Let’s have some more Tyrtaeus, giving us the best and purest statement of dulce et decorum est. (The translation is from J. M. Edmonds’ Elegy and Iambus, with an English translation (1931) found here and covered by a CC-BY-SA 3.0 license.)
I would neither call a man to mind nor put him in my tale for prowess in the race or the wrestling, not even had he the stature and strength of a Cyclops and surpassed in swiftness the Thracian Northwind, nor were he a comelier man than Tithonus and a richer than Midas or Cinyras, nor though he were a greater king than Pelops son of Tantalus, and had Adrastus’ suasiveness of tongue, nor yet though all fame were his save of warlike strength; for a man is not good in war if he have not endured the sight of bloody slaughter and stood nigh and reached forth to strike the foe.
This is prowess, this is the noblest prize and the fairest for a lad to win in the world; a common good this both for the city and all her people, when a man standeth firm in the forefront without ceasing, and making heart and soul to abide, forgetteth foul flight altogether and hearteneth by his words him that he standeth by. Such a man is good in war; he quickly turneth the savage hosts of the enemy, and stemmeth the wave of battle with a will; moreover he that falleth in the van and loseth dear life to the glory of his city and his countrymen and his father, with many a frontwise wound through breast and breastplate and through bossy shield, he is bewailed alike by young and old, and lamented with sore regret by all the city. His grave and his children are conspicuous among men, and his children’s and his line after them; nor ever doth his name and good fame perish, but though he be underground he liveth evermore, seeing that he was doing nobly and abiding in the fight for country’s and children’s sake when fierce Ares brought him low.
But and if he escape the doom of outstretched Death and by victory make good the splendid boast of battle, he hath honour of all, alike young as old, and cometh to his death after much happiness; as he groweth old he standeth out among his people, and there’s none that will do him hurt either in honour or in right; all yield him place on the benches, alike the young and his peers and his elders. This is the prowess each man should this day aspire to, never relaxing from war.

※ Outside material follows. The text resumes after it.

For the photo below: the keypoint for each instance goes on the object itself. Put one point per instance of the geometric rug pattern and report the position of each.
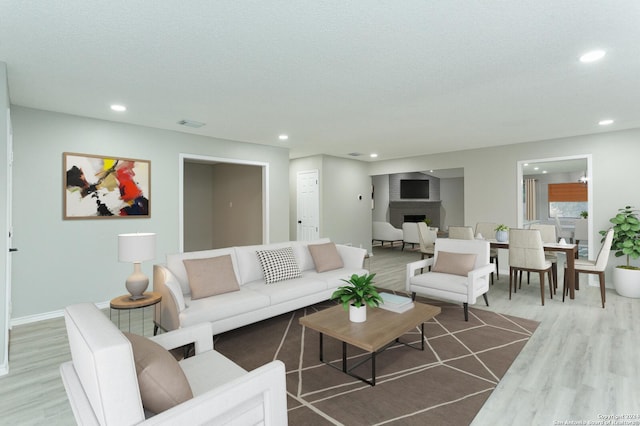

These ideas were common currency among well educated nineteenth-century Americans (they had less Chemistry and Psychology to compete with the study of Classics then). And it is just against this Romantic, religious, spiritual, and classically-steeped background that we must read McPhail’s monument. His commemorators try, with a complete absence of irony or cynicism, to make sense of his death—a horrible head-shot, research indicates—and express their good sentiments about him. They fall upon Tyrtaean ideals: he died at “the battle’s front,” “gallantly charging the enemy.” His commemorators made sure he had a conspicuous grave wondered at by his contemporaries and posterity.
McPhail’s marker is hardly an expression of pure classical ideas: it has an obvious Christian surcharge, invoking the idea that the deceased had suffered a “good death,” as those people called it. Its Christianity is also tinged with a sense of chivalry, which is a product of Romanticism.
In conclusion, figure 4 shows the monument company’s mark on the base of the stone: J. D. Couper, Norfolk, Va.
On McPhail’s monument, see Williams, E., Stories in Stone: Memorialization, the Creation of History and the Role of Preservation (Vernon Press 2020) 149-150.